I was transferred to a much sunnier and more capable of empathy operator whose oft-repeated phrase was “I’m sorry, I know this is frustrating” – which was better than her predecessor’s, “Bear with me” (followed by another five minutes of blaring music on hold). But Ms Empathy did no better at solving my problem, and I eventually hung up because I started sobbing and couldn’t stop. Reduced to tears by incompetence – now that was an unwelcome first for me. And the fact that it sat a lead weight on me for the rest of the day was also not great.
Yesterday, while in the waiting room at Dr. D’s, I defied the No Cell Phones sign and decided to have a rematch with the insurance people (it also drowned out the awful pop radio). I was armed with a printout from my pharmacy, and was not going to back down until they fixed things. Again it took almost an hour (good thing that’s how long you wait to see Dr. D), but I emerged victorious. But was I actually victorious, if I had to spend more than two hours of my life getting the insurance company to admit their mistake, and the process made me miserable?
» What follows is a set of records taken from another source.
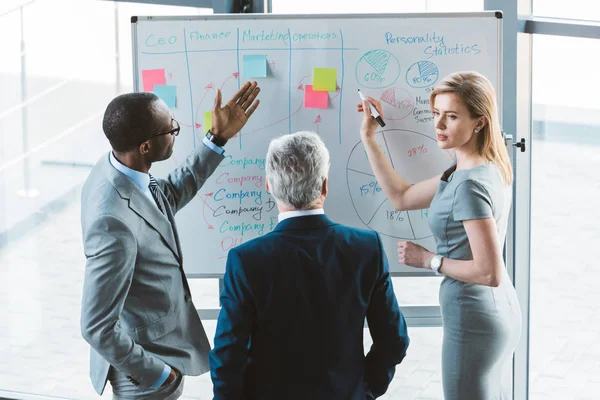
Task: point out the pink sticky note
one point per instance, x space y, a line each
313 99
151 77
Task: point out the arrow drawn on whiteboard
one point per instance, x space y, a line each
317 122
205 204
274 123
337 89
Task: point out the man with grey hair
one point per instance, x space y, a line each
295 300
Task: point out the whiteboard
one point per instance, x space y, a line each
396 58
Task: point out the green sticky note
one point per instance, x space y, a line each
207 120
324 79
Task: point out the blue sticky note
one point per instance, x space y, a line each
255 66
167 93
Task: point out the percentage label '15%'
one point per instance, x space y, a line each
417 150
370 188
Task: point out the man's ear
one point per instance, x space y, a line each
145 147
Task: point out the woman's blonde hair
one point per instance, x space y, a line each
478 94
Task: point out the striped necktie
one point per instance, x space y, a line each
156 194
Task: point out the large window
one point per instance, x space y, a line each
575 9
565 333
50 135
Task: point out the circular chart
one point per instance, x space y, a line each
377 69
397 103
415 157
422 74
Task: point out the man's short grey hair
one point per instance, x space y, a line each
296 166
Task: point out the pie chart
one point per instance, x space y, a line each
377 69
416 157
422 74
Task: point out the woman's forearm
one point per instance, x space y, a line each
470 272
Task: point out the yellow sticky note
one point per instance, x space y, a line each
207 120
324 79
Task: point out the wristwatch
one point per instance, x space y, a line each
436 263
219 141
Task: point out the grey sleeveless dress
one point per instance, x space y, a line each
481 324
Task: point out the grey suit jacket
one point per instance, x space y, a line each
137 312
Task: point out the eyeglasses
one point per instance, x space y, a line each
174 131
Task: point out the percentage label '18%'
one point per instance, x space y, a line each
395 215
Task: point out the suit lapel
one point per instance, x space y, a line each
141 205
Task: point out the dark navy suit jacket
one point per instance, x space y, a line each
294 305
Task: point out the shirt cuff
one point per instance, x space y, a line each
212 146
162 379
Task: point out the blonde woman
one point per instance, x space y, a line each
468 214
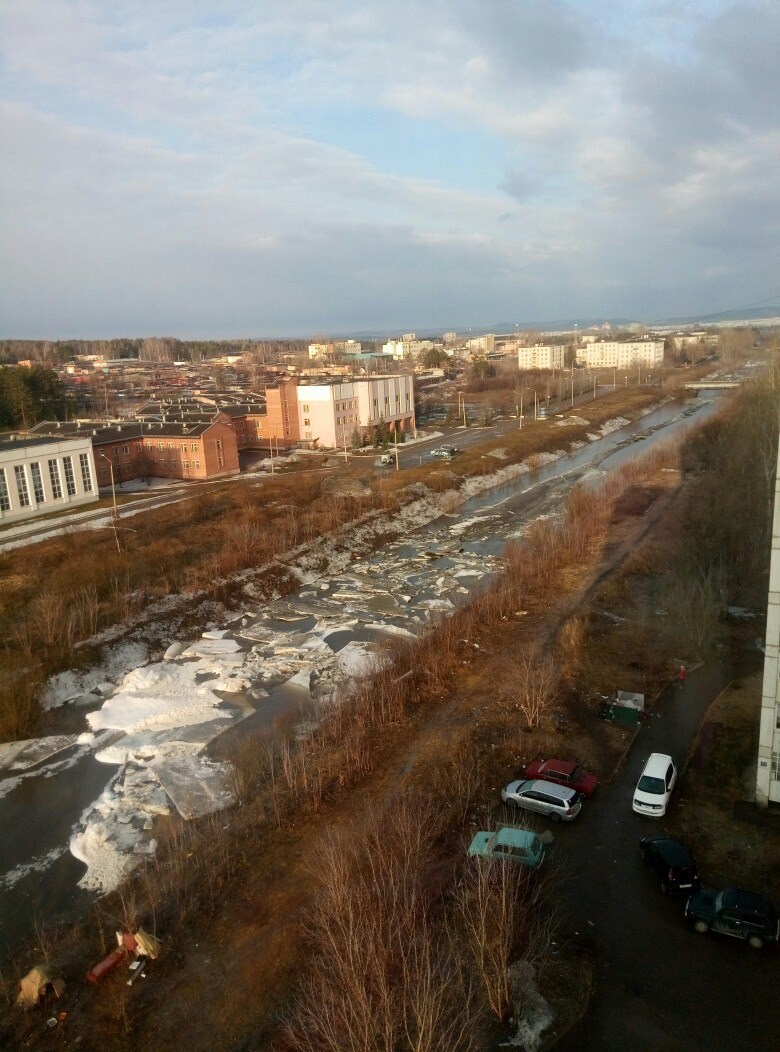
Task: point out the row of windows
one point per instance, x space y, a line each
39 494
183 447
When I finally went to pick up my correctly-priced eye drops, I commented on my ordeal to the pharmacy clerk (who now seems to know my name). She said I’d be surprised at the number of people who would have just paid $120 for a 15 ml bottle of eye drops. This makes me crazy. But also perhaps a little grateful that right now, fighting this sort of fight is my full time job. I wouldn’t say there’s a ton of job satisfaction, but it will have to do for now.